Given the growing fascination with crude 3D printed firearms, it may be worth looking into the original “Liberator” pistol.
During WWII the Joint Psychological Warfare Committee sought a means to arm civilians in occupied territory, sowing panic and tying down more enemy troops. They were meant to be air dropped by the thousands. They would serve almost no purpose when captured by the occupiers but could be used for assassination, intimidation, and appropriation by guerrillas. They should be powerful enough to kill in a single shot, small enough to conceal readily, and enough should be provided to make them essentially disposable.

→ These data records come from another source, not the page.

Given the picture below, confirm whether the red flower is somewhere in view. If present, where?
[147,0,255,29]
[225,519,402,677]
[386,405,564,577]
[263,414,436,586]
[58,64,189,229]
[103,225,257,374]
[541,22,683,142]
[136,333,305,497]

The resulting single shot, .45 caliber hand gun was made of steel pressings with a smooth bore barrel. It could be reloaded but not quickly at all. The entire project was classified and so the new guerrilla gun was titled “Flare-Projector 45”. Manufacturing was geared to provide millions if necessary and used crude but sturdy welding and riveting for assembly. A contract was signed on May 15th, 1942 and by June 17th the 1,000,000 pieces were completed by the Guide Lamp plant. Each pistol was packaged with 10 rounds of ammunition and a pictoral instruction sheet using no written language so that anyone, anywhere, could use the firearm.
The original 1,000,000 pieces were to be shipped to British forces, but with the growing Sten production made the pistol less desireable and the order was halved. The other 500,000 pistols remained in the US. 50,000 were picked up by the Allied Intelligence Bureau and fell under MacArthur’s authority. The remaining 450,000 were taken by the Office of Strategic Services. Not all would remain in the country.
So where did they go?
500,000 were shipped to England. If any of these were ever dropped or issued the records have not been found. What became of them is uncertain.
The O.S.S. turned over 100,000 pistols to the Sino-American Cooperative Organization which shipped them into India and later into Kunming. There are sources that quote seeing the pistols in Chinese hands, although some claim most found their way to bandits and brigands.
After China, this seems to be the largest concentration of issued FP-45s. MacArthur had taken several thousand into active service and we’ll cover those later, but over 40,000 were stored in Australia. Some of these were carried over for Philippine guerilla use by Australian forces and earned the nickname “Kangaroo Guns” as the natives believed them to have been made down under. Most seem to have been put to use post war by peace keeping forces or given out as souvenirs.
Guadalcanal, Tulagi, New Caledonia
MacArthur took 8,000 pistols for these territories. His communications reveal he expected to distribute these to natives in order to help resist any Japanese activities. If these occured in each territory, and to what extent is unknown. From interviews it seems small numbers were dropped to friendly troops at odd intervals. Many were traded or given away and caused confusion due to the lack of any markings or language. They were often mistaken for crude Japanese pistols.
The O.S.S. dropped limited numbers of the FP-45 along with agents in Greece during the war. They may have also followed the O.S.S. into other field operations but these are not as clearly documented.
More of MacArthur’s reserve in Australia were distributed by the little known Z-Force under the Australian Service Reconnaissance Department. They were taken as part of a mission to train and arm some 6,000 natives living on Japanese occupied islands north of Australia.
The rough little gun also saw service with the U.S. Army Intelligence Service (G-2) which may account for odd sightings in various parts of Europe. Exact usage is unknown but would have been in very small quantities.